3. The offload server according to claim 1, further comprising:
a deployment setting unit including one or more processors, configured to, when deploying the converted application program on a cloud server, a carrier edge server, or a user edge server on a network depending on cost or response time conditions specified by the user, calculate and set the deployment location of the application program based on a linear programming equation using the cost, the upper limit of computation resources, and the upper limit of bandwidth of devices and links as constraint conditions and the cost or response time of computation resources as an objective function, wherein
the deployment reconfiguration unit is configured to reconfigure deployment locations of a group of application programs requested to be deployed by a plurality of users requesting deployment of reconfiguration target applications according to a linear programming equation for reconfiguration for the deployed application programs set by the deployment setting unit.

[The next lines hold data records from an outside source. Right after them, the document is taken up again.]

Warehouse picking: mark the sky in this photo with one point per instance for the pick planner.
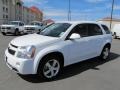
(80, 9)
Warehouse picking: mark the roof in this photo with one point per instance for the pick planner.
(49, 21)
(78, 22)
(109, 19)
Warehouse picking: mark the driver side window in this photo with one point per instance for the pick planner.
(81, 29)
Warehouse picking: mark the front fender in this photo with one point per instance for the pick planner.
(41, 54)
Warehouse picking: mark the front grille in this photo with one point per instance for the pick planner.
(12, 52)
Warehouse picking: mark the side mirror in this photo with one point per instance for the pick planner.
(74, 36)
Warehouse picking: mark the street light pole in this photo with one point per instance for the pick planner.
(69, 11)
(113, 1)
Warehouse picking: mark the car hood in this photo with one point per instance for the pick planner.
(33, 39)
(8, 25)
(30, 26)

4. The offload server according to claim 3, wherein
the deployment setting unit is configured to calculate a deployment that minimizes the cost of computation resources or a deployment that minimizes the response time when the application program is deployed on the server.
5. The offload server according to claim 1, wherein
the deployment reconfiguration unit is configured use a sum of the group of application programs related to user satisfaction level evaluation shown in the following equation as an objective function, calculate a deployment that minimizes the objective function, and redeploys the group of application programs in batches at a position determined by
S = ∑ k ∈ App ( R k after R k before + P k after P k before ) .

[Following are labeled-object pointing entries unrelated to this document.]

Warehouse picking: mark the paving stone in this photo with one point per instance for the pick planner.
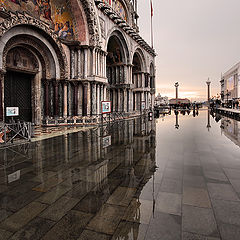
(236, 184)
(90, 235)
(69, 227)
(122, 196)
(53, 195)
(227, 211)
(193, 170)
(194, 181)
(171, 185)
(130, 230)
(222, 191)
(4, 214)
(143, 207)
(173, 173)
(216, 176)
(92, 202)
(4, 234)
(196, 197)
(22, 200)
(229, 232)
(33, 230)
(58, 209)
(164, 226)
(191, 236)
(199, 220)
(107, 219)
(169, 203)
(232, 173)
(23, 216)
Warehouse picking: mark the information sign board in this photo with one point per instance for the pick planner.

6. An offload control method for an offload server that offloads specific processing of an application program to an accelerator, the method comprising:
causing the offload server to execute:
analyzing a source code of the application program;
analyzing reference relationships of variables used in loop statements of the application program, and, for data that can be transferred outside the loop, specifying data transfer using explicit specification lines that explicitly specify data transfer outside the loop;
identifying loop statements in the application program, and specifying and compiling each of the identified loop statements by specifying a parallel processing specifying statement in the accelerator;
excluding loop statements that cause compile errors from being offloaded, and creating a parallel processing pattern that specifies whether to perform parallel processing for loop statements that do not cause compile errors;
compiling the application program of the parallel processing pattern, deploying it on an accelerator verification device, and executing processing of measuring performance when offloaded to the accelerator; and
reconfiguring deployment locations of a group of application programs requested to be deployed by a plurality of users requesting deployment of reconfiguration target applications according to a linear programming equation for reconfiguration for the deployed application programs.
7. (canceled)
8. An offload program for causing a computer to function as an offload server according to claim 1.